During the the strike, Andrews was the most influential member of the Citizens’ Committee of One Thousand and its de facto leader. Though he had no official state authority and was not in any leadership position, he was, as described by William R. Plewman, who reported on the strike for the Toronto Star “the principal human factor in opposing the strike movement…He was here, there and everywhere, directing the operations of the Citizens’ Committee of One Thousand…no one person had more to do with these various moves than had Mr. Andrews” and decisions were only made “after Andrews had voiced his approval” (Dupuis 2014, 125). He accomplished this largely through his ability to manipulate the state and those who were in positions of authority.

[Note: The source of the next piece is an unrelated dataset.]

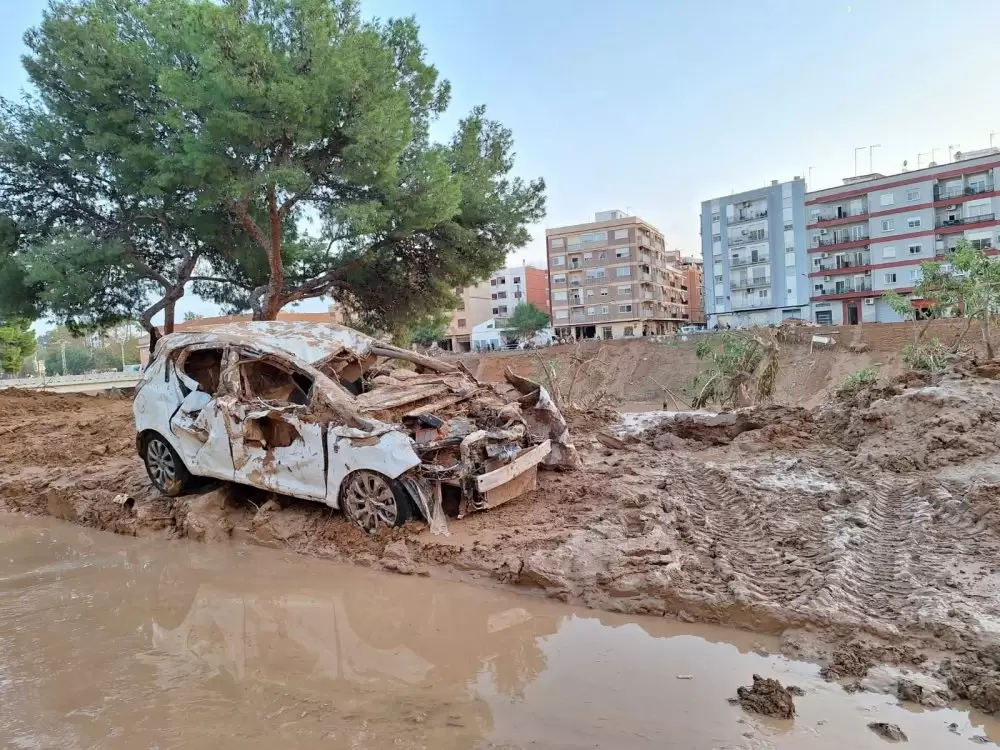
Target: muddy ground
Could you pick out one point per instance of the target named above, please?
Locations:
(866, 531)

This was particularly true of Acting Federal Minister of Justice Arthur Meighen, whom Andrews wielded consider influence over. On May 21 1919, Andrews and a small delegation of the Citizens arrived in Fort William (now Thunder Bay) to intercept Meighen and Minister of Labor Gideon Robertson, who were on their way from Ottawa to Winnipeg to assess the strike situation. Andrews was able to convince Meighen of his take on the situation and Meighen, in turn, appointed Andrews as a representative of the Justice Department in Winnipeg, an ambiguous title that Andrews interpreted broadly (Kramer and Mitchell 2010, 100-101). The two continued to correspond throughout the strike, with Andrews feeding Meighen his take on how it was unfolding and what had to be done to stop it. Andrews’ influence over Meighen was such that he was able to legislate through him. Andrews convinced Meighen to amend the Immigration Act to allow for the deportation of any non-Canadian citizen who engaged in sedition. When Meighen’s first amendment wasn’t satisfactory to Andrews because it didn’t allow for the deportation British immigrants, Andrews convinced him to amend it again. The second amendment took only one hour to pass through Parliament. He did the same at the municipal level, bringing motions before City Council through an Alderman he held sway over, such as J.K. Sparling.

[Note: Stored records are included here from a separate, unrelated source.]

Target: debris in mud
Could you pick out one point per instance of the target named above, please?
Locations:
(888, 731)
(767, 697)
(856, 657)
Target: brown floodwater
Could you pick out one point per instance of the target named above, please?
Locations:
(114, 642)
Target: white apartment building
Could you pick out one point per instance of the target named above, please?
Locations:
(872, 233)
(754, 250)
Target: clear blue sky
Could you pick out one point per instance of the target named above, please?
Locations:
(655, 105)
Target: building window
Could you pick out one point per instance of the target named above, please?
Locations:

The lack of clarity in Andrews’ position allowed him to slightly alter the scope of his powers depending on who he was dealing with. This ambiguity allowed him to orchestrate the arrests of several strike leaders on June 17 and shut down the Western Labour News not long after. Prior to the June 17 arrests, Andrews and others of the Citizens met with Provincial prosecutors, Minister Robertson, and others to determine which of the strike leaders would be arrested. Furthermore, he used his influence and tactical acumen to determine almost every aspect of the subsequent trials. He chose which of the arrested would be tried under the new Immigration Act and which would be tried under the Criminal Code; he had a hand in the selection of the judges and officials overseeing the trials; he hired a private detective agency to thoroughly investigate every possible juror to stack the jury in favour of the prosecution; and he prosecuted the accused himself.

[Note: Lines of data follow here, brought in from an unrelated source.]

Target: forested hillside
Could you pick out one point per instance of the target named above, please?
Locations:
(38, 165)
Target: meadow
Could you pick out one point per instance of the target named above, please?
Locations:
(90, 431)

Andrews’ arguments in court frequently spoke to ideals of morality, love of one’s country, veterans’ sacrifices, religion, and British pride. His closing address to the jury for R.B. Russell’s trial clocked in at nearly 6 hours. His legal services were paid for by the Federal Government, out of funds that were intended to be used to help returning veterans adjust to civilian life. In total, for his work orchestrating the arrests of the strike leaders and their prosecution, Andrews was paid over $47,000. This was over three times what the Prime Minister made in 1920 (Kramer and Mitchell 2010, 291).
After the strike, Andrews was the President of the Law Society of Manitoba from 1922-1925 and received accolades and awards for his successful career. His firm was inherited by Aikens, MacAuley, and Thorvaldson LLP. He died on January 31, 1950 and was buried in St. John’s Cathedral Cemetery.
Image Source: COWA. Photograph Collection (P1 File 42).
James Bowes Coyne was born on August 24, 1878 in St. Thomas, Ontario. He went to Upper Canada College and the University of Toronto, and studied law at Osgoode Hall. He was called to the Ontario Bar in 1904 and was called to the Manitoba Bar the following year when he moved to Winnipeg and became a partner at the Winnipeg firm Aikins, Robson, Fullerton, and Coyne (by 1919, the firm’s name was “Coyne, McVicar, and Martin”). In Winnipeg, Coyne – or “Bogus”, as he we nicknamed – had a successful law career: he was made King’s Counsel in 1916 and, that same year, became a Bencher for the Law Society of Manitoba (a position he held until 1925). Coyne was also a member of Winnipeg social elite – he was a member of both the Carleton Club and the Manitoba Club. Politically, Coyne was a Liberal.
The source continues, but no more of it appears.